How Acoustic Echo Cancellers (AEC) Work

Audio, Blog

Acoustic Echo Cancellers (AEC’s) are integral parts of our teleconferencing systems and are installed every day in conference rooms around the globe. AEC’s are systems that adapt to changes in the room to improve the audio experience for remote participants by preventing echoes of the remote talker’s voice from being sent back to the remote talkers by way of the local talkers loudspeakers and microphones. In this post we’ll explore how AEC’s work and highlight the primary rules to keep in mind when working with AEC systems.

As the remote talker’s audio comes out of the loudspeaker in the local room, that audio will bounce around the room as well as the local participants and then be picked up by the microphones. The goal of the local room AEC is to subtract that echo it has modeled from the microphone signal. Any residual echo that might not be subtracted is run through a non-linear processor that will decide whether to suppress the residual signal or let it through to the remote participants.

To make the AEC problem a bit easier to analyze, we consider acoustic echoes to be linear and time-invariant.

Linear means that the echoes that are heard by the local microphones are sums of individual echoes from the room. Think of an acoustic echo as a ray that reflects off the walls, surfaces, local participants, and bounces into the microphone. The sum of all these rays is the acoustic echo heard by the microphone.

Time-invariant means that for the echoes will be the same whether a remote user talked today or they talk in two weeks from now – basically the structure of the room and the surfaces don’t change. Although this assumption isn’t entirely true when there are local participants because people do move around, the temperature in the room changes, and drapes may be open or closed, but typically those effects are slowly time varying and the acoustic echo is still modeled as a linear time-invariant system – albeit slowly varying.

Due to these assumptions, most, if not all implementations of an AEC create a linear model of the room and continue adapt the model until the residual signal is small resulting in a the model closely approximating the room reflections as shown in the following figure and described next.

In a typical system, remote audio is received from remote participants by teleconference or videoconference or some other means. Local talkers in the room want to speak freely with the remote participants and the local microphones in the room pick up the local talker audio as well as the remote talkers echo. The AEC is the shaded area in the figure and is described below.
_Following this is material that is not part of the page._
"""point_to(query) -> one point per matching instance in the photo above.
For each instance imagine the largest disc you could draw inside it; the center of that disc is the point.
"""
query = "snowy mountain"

The ‘h’ block is the filter model of the room that represents the room conceptually as a finite impulse response (FIR) filter that is a sequence of amplitudes (i.e., echo strengths) and time delays. The receive audio from the remote participants feeds the amplifier in the room and also feeds the AEC as the ‘reference signal’. The audio that is picked up by the microphone has the output of the ‘h’ filter subtracted and the residual signal is run through a non-linear processing block (NLP) and the result of that is what is transmitted back to the remote participants. A performance measurement block will gauge how well the system is performing and drive the adaptation algorithm to perform better.
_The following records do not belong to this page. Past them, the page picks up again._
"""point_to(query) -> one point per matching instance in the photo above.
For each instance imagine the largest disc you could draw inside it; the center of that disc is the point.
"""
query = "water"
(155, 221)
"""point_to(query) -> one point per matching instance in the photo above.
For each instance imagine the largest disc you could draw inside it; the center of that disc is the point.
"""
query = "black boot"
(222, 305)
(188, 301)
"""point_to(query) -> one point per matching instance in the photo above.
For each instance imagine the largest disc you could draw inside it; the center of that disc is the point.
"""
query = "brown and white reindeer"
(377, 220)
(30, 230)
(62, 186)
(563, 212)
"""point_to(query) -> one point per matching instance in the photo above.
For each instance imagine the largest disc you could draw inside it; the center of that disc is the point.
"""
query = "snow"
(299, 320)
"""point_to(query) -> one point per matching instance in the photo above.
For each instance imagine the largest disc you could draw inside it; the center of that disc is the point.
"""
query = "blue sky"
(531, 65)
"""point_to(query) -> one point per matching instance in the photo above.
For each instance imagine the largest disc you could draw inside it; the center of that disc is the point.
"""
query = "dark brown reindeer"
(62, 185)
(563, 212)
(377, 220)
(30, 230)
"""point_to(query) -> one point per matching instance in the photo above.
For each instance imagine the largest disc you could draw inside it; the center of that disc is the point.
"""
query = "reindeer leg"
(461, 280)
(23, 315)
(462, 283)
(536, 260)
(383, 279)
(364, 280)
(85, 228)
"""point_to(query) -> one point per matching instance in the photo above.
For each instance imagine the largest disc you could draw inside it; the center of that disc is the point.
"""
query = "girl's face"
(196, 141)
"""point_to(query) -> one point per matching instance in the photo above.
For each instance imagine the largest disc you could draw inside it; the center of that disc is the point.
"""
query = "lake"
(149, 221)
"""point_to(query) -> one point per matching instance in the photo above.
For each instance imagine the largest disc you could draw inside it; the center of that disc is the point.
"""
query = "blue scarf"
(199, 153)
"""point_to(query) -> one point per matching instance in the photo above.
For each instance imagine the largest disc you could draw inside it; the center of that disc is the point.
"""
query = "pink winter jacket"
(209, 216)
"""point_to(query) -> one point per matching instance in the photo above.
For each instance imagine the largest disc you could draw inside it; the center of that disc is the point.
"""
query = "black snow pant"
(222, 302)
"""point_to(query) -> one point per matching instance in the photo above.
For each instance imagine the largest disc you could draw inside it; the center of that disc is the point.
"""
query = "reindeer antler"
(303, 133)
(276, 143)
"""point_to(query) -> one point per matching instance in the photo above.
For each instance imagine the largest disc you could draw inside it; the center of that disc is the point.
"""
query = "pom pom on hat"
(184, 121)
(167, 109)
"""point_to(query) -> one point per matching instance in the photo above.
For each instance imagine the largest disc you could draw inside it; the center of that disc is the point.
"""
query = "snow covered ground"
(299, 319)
The first rule of AEC’s is that all the remote audio that will be played into the local room should be part of the local room’s AEC reference so the AEC knows what audio it should remove from the microphone signal and what it should keep. Usually this is an easy rule to follow as most DSP products allow you to build the AEC reference through a matrix where you have access to all the appropriate input signals from remote participants.
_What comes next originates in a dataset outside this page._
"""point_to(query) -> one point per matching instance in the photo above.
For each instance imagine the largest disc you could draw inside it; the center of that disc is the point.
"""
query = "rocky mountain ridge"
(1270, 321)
The (mostly) slow variation of echo paths in the room requires an AEC to adapt to changes in the room. As people move in the room, shades are opened, new participants enter a room, etc., the residual error will increase and that will cause the AEC to adapt to the new conditions. During this time, there may be more residual echo that is either suppressed by the NLP box or sent to the remote participants as a blast of echo when the remote participants are talking.

The AEC control block helps the AEC determine when it should adapt (i.e., when remote audio is played into the room while the local talkers are quiet) and when it should not adapt (there is no remote audio played in the room and there is only local audio in the microphone signal). Much of the performance differences between AEC’s are in the magic of when to adapt and how quickly the system can adapt to accurately model the room and successfully remove the echo from the transmit signal to the remote participants.

The second rule of AEC’s is that a microphone should not be in its own reference signal. If it is, then the resulting output of that microphone, after the AEC processing, will either be nothing (if the AEC is doing its job well) or some clipped and suppressed version of the microphone signal. Basically if a local microphone is in its own reference, the remote participants will not be able to hear and understand the local participants because the local AEC will be working to remove the local talkers audio from the transmitted signal. Usually this rule is easy to meet, except when there is also sound reinforcement going on in the local room – then care must be taken to ensure the reference meets rule number 1 and rule number 2. This usually entails creating a special mix of audio that is used as the reference for microphones.

Acoustic echo cancellers are adaptive systems that can work very well if setup properly. Understanding the principles of how AEC’s work can help you better understand more complicated systems.